The IPCC report released this month makes for terrifying reading. It can no longer sensibly be argued that humans are not influencing the world’s climate and at a rate which spells impending catastrophe unless we take immediate action. Large areas of the world are highly likely to become uninhabitable by humans which means that mass migrations are inevitable. We watch in horror at the very recent events in Greece, United States, Canada, Bangladesh and Germany, as the manifestation of climate change starts to play out.

A population ecologist would no doubt signal that the massive pressures placed on the future global human population will result in large-scale population collapse but the journey to collapse will be extremely painful. Whilst natural climate change has happened in the past (though the last time global surface temperature was sustained at or above 2.5oC higher than the years 1850-1900 was over 3 million years ago), the role of humans in the current climate ‘event’ is obviously unprecedented, more acute and more rapid. Previous climate change events were unchallenged by a population of over 7 billion people.

Part of the immediate action that we have to take should be to invest heavily in creating future habitats at scale to restore substantial areas of land that have been severely impacted by intensive farming. This will lock up carbon, reduce air temperatures, create resilience to facilitate species movements, soak up water and prevent soil erosion. We have to change our farming methods, adopt innovation, change diets and stop subsidising nature-damaging activity. And corporate business will have to account for their impacts on natural capital and reduce those impacts substantially if they are to survive and remain investable entities.

In the face of the challenges ahead this might seem like ‘fiddling whilst Rome burns’. But if we generate a system whereby the massive investment needed into our natural environment can be established very quickly, alongside all the other measures we need such as an immediate global move away from fossil fuels, reducing travel, dietary change and dealing with rogue nations, we stand a chance of containing the worst impacts of climate change.

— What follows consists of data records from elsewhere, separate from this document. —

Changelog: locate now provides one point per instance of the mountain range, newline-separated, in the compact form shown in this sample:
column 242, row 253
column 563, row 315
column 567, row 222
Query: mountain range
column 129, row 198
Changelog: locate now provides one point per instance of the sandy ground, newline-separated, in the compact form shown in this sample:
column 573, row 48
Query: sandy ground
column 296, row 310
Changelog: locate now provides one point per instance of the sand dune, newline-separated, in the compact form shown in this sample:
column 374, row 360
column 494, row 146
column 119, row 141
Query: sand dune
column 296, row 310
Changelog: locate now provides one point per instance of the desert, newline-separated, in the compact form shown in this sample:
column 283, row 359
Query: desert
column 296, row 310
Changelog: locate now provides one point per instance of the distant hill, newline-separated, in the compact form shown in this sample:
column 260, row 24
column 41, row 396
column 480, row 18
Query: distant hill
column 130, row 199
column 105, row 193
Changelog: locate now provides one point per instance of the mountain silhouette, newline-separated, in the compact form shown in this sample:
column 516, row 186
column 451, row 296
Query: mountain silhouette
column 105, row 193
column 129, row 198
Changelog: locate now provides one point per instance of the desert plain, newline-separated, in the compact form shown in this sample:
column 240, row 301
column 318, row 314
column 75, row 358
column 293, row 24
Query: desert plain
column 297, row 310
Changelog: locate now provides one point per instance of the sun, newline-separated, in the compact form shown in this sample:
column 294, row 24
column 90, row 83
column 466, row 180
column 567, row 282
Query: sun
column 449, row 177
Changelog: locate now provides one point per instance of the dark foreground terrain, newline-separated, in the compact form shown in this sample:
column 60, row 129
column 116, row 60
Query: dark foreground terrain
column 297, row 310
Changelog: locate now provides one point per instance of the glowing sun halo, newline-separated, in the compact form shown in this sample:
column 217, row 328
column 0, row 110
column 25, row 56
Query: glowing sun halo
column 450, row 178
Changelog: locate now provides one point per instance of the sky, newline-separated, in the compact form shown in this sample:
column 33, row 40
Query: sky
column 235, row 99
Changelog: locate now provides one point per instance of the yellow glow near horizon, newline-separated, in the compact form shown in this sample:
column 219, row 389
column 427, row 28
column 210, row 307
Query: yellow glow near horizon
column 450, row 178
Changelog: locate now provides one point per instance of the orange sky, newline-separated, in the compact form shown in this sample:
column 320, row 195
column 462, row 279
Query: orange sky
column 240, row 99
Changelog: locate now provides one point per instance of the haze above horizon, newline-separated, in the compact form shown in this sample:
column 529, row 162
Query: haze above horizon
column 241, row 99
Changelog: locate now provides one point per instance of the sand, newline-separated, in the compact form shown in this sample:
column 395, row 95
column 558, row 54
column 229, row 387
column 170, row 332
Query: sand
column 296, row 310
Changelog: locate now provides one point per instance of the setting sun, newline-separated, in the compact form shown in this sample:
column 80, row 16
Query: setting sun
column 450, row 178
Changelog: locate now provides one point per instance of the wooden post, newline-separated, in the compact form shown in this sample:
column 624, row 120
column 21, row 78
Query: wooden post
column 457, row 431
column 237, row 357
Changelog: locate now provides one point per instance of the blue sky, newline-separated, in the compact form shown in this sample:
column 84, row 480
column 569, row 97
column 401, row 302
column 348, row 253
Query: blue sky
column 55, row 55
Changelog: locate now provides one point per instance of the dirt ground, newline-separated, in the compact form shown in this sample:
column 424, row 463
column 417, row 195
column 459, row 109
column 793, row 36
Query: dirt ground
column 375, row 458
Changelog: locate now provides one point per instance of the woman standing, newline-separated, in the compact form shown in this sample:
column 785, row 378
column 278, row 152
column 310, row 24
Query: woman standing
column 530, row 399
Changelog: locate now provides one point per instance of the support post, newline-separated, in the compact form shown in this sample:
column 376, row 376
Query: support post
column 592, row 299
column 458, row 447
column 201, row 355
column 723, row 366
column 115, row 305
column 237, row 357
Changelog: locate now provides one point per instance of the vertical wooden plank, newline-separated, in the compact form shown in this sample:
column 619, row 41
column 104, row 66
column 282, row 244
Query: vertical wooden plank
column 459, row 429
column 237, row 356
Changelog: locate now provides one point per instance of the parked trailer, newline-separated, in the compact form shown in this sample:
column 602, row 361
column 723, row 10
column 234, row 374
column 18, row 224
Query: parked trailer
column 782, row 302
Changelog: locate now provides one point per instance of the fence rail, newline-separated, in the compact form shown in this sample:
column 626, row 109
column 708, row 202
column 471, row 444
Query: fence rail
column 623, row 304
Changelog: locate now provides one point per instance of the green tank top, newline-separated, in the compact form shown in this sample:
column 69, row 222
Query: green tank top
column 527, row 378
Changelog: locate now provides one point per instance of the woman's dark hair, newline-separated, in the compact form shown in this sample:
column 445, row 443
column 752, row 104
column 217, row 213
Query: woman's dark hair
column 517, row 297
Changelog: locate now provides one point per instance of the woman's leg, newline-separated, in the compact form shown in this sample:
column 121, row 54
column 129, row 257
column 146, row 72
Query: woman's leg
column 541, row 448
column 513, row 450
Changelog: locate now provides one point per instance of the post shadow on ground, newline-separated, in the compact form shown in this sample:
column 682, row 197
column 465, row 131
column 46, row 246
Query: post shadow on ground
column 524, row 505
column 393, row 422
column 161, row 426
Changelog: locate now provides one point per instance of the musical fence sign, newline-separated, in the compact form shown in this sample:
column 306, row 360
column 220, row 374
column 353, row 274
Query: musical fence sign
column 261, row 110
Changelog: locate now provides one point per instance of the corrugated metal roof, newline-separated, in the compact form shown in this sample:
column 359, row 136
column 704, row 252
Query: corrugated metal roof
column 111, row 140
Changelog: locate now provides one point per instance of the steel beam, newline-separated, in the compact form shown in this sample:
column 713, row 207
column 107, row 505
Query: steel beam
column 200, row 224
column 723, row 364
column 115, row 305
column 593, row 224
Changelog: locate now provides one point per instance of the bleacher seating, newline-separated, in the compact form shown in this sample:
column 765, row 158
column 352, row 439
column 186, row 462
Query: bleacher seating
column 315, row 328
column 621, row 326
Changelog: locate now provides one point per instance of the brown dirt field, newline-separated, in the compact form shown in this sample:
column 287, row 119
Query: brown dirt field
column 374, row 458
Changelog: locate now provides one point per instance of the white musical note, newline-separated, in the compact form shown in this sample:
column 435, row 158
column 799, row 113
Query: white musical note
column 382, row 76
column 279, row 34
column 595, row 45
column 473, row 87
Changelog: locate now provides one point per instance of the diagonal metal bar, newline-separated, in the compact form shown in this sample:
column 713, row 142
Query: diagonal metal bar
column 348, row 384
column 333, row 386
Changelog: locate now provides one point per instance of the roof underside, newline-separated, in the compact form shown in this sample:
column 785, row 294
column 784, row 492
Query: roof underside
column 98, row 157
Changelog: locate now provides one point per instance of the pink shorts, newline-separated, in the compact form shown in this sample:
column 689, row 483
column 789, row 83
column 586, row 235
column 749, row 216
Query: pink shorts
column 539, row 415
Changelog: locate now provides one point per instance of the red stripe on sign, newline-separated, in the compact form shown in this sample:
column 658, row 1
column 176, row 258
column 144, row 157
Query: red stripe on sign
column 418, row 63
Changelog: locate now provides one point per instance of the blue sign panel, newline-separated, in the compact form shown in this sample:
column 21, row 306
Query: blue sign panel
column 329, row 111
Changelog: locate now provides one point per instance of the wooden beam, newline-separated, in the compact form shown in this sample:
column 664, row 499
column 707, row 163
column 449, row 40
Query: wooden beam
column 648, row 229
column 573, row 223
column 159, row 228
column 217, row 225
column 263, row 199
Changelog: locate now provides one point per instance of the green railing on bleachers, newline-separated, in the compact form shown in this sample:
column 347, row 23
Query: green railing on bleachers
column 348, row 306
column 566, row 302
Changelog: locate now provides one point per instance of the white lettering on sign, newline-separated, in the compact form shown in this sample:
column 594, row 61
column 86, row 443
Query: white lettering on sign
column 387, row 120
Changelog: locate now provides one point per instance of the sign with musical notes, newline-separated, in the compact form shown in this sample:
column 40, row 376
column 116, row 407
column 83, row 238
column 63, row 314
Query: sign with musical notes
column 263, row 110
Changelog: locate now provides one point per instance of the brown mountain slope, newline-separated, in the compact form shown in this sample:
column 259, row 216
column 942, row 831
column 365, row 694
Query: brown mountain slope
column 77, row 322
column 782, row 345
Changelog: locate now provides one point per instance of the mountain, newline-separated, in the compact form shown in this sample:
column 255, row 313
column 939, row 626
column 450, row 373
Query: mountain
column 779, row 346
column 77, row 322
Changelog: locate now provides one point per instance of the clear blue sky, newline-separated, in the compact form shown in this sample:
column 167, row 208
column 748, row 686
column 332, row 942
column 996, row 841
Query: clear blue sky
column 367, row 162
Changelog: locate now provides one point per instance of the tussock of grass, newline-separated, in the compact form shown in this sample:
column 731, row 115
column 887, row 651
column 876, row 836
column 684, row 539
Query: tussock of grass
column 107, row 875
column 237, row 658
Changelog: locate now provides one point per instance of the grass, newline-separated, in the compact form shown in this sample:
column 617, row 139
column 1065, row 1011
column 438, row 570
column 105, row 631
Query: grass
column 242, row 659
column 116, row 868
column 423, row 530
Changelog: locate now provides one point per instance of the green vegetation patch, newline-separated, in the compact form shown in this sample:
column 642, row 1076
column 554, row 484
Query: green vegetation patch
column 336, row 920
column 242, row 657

At the Environment Bank we are trying to do our bit. We have established an initial c.£200m fund to finance the creation of habitat banks in the UK to facilitate built development in its delivery of biodiversity net gain. We will also soon be providing a credit-based method for corporates to make accredited biodiversity, carbon and nutrient investments. And I’ve pledged to reduce my travel by 65% using the technology that has suddenly become a central part of our lives. In the scheme of things I know this is but a small start.